Re: [REGRESSION] x86/cpu fsgsbase breaks TLS in 32 bit rr tracees on a 64 bit system
From: Andy Lutomirski
Date: Tue Aug 25 2020 - 15:32:21 EST
On Tue, Aug 25, 2020 at 11:50 AM Kyle Huey <me@xxxxxxxxxxxx> wrote:
>
> On Tue, Aug 25, 2020 at 10:31 AM Kyle Huey <me@xxxxxxxxxxxx> wrote:
> >
> > On Tue, Aug 25, 2020 at 9:46 AM Andy Lutomirski <luto@xxxxxxxxxx> wrote:
> > >
> > > On Tue, Aug 25, 2020 at 9:32 AM Kyle Huey <me@xxxxxxxxxxxx> wrote:
> > > >
> > > > On Tue, Aug 25, 2020 at 9:12 AM Andy Lutomirski <luto@xxxxxxxxxxxxxx> wrote:
> > > > > I don’t like this at all. Your behavior really shouldn’t depend on
> > > > > whether the new instructions are available. Also, some day I would
> > > > > like to change Linux to have the new behavior even if FSGSBASE
> > > > > instructions are not available, and this will break rr again. (The
> > > > > current !FSGSBASE behavior is an ugly optimization of dubious value.
> > > > > I would not go so far as to describe it as correct.)
> > > >
> > > > Ok.
> > > >
> > > > > I would suggest you do one of the following things:
> > > > >
> > > > > 1. Use int $0x80 directly to load 32-bit regs into a child. This
> > > > > might dramatically simplify your code and should just do the right
> > > > > thing.
> > > >
> > > > I don't know what that means.
> > >
> > > This is untested, but what I mean is:
> > >
> > > static int ptrace32(int req, pid_t pid, int addr, int data) {
> > > int ret;
> > > /* new enough kernels won't clobber r8, etc. */
> > > asm volatile ("int $0x80" : "=a" (ret) : "a" (26 /* ptrace */), "b"

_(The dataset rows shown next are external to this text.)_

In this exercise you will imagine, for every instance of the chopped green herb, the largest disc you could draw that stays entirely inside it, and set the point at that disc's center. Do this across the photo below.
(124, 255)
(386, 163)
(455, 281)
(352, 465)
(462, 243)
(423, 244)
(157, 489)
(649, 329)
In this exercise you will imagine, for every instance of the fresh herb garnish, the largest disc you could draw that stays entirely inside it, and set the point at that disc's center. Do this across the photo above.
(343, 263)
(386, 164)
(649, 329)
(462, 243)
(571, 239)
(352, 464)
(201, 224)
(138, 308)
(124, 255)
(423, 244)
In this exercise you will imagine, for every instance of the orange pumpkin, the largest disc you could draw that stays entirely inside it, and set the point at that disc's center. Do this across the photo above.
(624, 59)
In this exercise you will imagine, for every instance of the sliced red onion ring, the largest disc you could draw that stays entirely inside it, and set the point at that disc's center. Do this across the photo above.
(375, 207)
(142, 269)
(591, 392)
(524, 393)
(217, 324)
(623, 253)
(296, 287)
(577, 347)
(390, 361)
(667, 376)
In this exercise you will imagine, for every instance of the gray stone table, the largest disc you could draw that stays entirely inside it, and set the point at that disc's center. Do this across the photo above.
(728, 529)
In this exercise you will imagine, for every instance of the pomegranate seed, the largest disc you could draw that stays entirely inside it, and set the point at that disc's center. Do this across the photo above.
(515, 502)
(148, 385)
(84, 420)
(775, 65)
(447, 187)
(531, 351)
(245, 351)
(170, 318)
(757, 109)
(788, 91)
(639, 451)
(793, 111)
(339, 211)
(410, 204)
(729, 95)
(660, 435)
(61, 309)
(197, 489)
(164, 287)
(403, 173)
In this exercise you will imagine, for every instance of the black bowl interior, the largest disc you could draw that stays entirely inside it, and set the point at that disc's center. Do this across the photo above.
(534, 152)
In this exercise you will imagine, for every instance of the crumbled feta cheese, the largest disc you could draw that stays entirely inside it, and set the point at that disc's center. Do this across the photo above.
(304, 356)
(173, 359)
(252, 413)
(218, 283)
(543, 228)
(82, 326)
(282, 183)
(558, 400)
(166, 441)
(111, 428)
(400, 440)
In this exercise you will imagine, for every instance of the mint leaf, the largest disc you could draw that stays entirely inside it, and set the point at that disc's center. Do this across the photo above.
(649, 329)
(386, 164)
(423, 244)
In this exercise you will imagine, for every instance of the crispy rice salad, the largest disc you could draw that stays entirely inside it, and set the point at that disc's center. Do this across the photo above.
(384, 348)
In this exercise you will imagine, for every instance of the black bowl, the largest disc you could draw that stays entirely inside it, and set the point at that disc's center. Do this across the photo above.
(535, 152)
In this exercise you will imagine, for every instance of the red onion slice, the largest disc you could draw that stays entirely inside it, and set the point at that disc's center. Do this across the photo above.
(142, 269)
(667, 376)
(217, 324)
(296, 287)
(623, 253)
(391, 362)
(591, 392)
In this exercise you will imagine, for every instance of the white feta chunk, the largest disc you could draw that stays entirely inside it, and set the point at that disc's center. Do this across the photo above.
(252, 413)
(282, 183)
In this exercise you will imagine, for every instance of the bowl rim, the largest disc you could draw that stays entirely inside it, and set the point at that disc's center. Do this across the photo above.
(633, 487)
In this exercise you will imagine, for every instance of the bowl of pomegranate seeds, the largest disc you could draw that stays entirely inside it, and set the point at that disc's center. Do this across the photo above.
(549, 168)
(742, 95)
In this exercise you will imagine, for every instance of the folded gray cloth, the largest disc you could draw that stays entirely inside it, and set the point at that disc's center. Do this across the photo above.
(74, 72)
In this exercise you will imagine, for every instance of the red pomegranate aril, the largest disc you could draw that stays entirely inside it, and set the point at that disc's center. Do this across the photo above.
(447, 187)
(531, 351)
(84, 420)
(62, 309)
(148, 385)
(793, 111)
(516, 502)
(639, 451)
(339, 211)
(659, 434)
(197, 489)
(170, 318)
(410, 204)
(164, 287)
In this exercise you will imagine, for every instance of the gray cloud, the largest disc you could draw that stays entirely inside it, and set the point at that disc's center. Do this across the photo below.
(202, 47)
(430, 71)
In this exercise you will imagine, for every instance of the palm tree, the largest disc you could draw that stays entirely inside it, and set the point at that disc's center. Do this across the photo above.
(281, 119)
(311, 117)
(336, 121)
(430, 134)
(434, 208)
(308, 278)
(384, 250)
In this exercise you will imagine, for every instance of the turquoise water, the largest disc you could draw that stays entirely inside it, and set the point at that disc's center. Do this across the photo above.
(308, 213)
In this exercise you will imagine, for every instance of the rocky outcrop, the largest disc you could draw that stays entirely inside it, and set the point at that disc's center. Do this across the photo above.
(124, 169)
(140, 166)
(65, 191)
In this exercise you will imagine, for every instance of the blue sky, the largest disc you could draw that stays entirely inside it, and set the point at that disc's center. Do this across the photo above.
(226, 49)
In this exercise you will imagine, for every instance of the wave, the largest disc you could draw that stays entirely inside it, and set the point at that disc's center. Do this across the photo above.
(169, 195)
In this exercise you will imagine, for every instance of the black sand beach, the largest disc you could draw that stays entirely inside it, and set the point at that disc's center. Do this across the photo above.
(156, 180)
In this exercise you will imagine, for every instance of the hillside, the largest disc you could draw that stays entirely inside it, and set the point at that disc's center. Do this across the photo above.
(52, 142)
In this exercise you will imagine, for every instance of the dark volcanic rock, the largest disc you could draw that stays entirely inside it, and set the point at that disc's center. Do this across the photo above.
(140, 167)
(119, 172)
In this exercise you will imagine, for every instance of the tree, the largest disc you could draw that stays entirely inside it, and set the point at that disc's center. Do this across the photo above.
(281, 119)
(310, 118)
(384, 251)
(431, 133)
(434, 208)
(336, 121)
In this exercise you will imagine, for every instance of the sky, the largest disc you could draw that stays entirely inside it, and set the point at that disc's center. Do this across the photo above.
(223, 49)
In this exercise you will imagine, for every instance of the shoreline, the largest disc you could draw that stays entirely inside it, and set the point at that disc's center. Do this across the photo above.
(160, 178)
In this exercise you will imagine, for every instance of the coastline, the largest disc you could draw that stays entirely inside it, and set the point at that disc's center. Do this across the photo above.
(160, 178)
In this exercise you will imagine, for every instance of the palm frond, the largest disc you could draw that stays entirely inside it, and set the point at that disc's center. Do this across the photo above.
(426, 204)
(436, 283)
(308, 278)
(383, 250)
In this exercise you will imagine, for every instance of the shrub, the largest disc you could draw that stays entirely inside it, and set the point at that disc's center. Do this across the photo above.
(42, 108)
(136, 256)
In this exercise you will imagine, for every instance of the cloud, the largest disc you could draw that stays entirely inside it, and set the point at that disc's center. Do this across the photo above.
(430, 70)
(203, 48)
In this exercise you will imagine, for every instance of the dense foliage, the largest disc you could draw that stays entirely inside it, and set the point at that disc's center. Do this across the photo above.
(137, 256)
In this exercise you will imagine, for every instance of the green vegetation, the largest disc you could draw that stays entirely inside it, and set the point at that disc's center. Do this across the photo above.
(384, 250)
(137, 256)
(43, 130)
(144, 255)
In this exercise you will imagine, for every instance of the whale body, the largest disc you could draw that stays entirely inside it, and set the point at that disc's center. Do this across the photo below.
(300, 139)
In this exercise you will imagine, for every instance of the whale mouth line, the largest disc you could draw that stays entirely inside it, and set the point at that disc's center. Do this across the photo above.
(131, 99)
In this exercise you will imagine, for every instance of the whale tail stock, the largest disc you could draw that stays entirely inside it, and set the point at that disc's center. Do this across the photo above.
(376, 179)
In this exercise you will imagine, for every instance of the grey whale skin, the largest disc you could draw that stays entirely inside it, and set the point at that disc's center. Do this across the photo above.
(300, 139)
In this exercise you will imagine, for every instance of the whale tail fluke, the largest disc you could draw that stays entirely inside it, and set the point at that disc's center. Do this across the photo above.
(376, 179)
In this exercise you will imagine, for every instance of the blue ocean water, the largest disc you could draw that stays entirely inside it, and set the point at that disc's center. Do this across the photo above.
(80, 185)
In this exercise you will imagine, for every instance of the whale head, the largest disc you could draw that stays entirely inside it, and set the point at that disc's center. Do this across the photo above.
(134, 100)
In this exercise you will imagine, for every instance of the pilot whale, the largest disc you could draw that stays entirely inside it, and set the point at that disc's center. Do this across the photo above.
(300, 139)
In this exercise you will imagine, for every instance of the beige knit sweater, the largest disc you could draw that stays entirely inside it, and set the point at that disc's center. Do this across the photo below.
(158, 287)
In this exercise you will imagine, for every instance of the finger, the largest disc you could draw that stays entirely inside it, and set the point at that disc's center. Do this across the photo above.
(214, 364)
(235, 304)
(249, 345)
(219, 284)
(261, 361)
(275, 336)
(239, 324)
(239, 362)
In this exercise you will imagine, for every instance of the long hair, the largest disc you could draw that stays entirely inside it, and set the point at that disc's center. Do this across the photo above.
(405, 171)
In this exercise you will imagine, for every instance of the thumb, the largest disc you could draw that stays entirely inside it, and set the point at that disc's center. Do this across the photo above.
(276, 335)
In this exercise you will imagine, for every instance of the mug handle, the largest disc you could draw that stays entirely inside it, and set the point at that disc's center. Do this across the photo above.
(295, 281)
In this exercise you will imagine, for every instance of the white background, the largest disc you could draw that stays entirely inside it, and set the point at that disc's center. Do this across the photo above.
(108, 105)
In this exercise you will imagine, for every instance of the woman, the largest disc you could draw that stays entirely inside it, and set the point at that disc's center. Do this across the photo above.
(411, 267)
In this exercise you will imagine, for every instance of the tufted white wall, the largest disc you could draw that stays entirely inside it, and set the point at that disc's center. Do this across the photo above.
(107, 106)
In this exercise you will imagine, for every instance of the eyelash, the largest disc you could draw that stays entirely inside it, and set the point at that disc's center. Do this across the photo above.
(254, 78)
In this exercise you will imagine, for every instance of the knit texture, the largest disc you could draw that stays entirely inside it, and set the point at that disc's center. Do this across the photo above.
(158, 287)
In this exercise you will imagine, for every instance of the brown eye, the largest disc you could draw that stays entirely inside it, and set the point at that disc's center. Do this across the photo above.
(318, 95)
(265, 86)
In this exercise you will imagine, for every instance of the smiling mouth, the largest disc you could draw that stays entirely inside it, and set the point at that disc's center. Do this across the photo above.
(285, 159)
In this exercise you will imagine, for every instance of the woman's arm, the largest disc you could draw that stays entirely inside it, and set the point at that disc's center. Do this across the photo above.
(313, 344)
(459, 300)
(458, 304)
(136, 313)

> > > (req), "c" (pid), "d" (addr), "S" (data) : "flags", "r8", "r9", "r10",
> > > "r11");
> > > return ret;
> > > }
> > >
> > > with a handful of caveats:
> > >
> > > - This won't compile with -fPIC, I think. Instead you'll need to
> > > write a little bit of asm to set up and restore ebx yourself. gcc is
> > > silly like this.
> > >
> > > - Note that addr is an int. You'll need to mmap(..., MAP_32BIT, ...)
> > > to get a buffer that can be pointed to with an int.
> > >
> > > The advantage is that this should work on all kernels that support
> > > 32-bit mode at all.
> > >
> > > >
> > > > > 2. Something like your patch but make it unconditional.
> > > > >
> > > > > 3. Ask for, and receive, real kernel support for setting FS and GS in
> > > > > the way that 32-bit code expects.
> > > >
> > > > I think the easiest way forward for us would be a PTRACE_GET/SETREGSET
> > > > like operation that operates on the regsets according to the
> > > > *tracee*'s bitness (rather than the tracer, as it works currently).
> > > > Does that sound workable?
> > > >
> > >
> > > Strictly speaking, on Linux, there is no unified concept of a task's
> > > bitness, so "set all these registers according to the target's
> > > bitness" is not well defined. We could easily give you a
> > > PTRACE_SETREGS_X86_32, etc, though.
> >
> > In the process of responding to this I spent some time doing code
> > inspection and discovered a subtlety in the ptrace API that I was
> > previously unaware of. PTRACE_GET/SETREGS use the regset views
> > corresponding to the tracer but PTRACE_GET/SETREGSET use the regset
> > views corresponding to the tracee. This means it is possible for us
> > today to set FS/GS "the old way" with a 64 bit tracer/32 bit tracee
> > combo, as long as we use PTRACE_SETREGSET with NT_PRSTATUS instead of
> > PTRACE_SETREGS.
>
> Alright I reverted the previous changes and switched us to use
> PTRACE_SETREGSET with NT_PRSTATUS[0] and our 32 bit tests pass again.
> I assume this behavior will remain unchanged indefinitely even when
> the fs/gsbase manipulation instructions are not available since the 32
> bit user_regs_struct can't grow?
Correct.
I think it would be reasonable to add new, less erratic PTRACE_SETxyz
modes, but the old ones will stay as is.
Strictly speaking, the issue you had wasn't a ptrace change. It was a
context switching change. Before the change, you were programming
garbage into the tracee state, but the context switch code wasn't
capable of restoring the garbage correctly and instead happened to
restore the state you actually wanted. With the new code, the context
switch actually worked correctly (for some value of correctly), and
the tracee crashed. Not that this distinction really matters.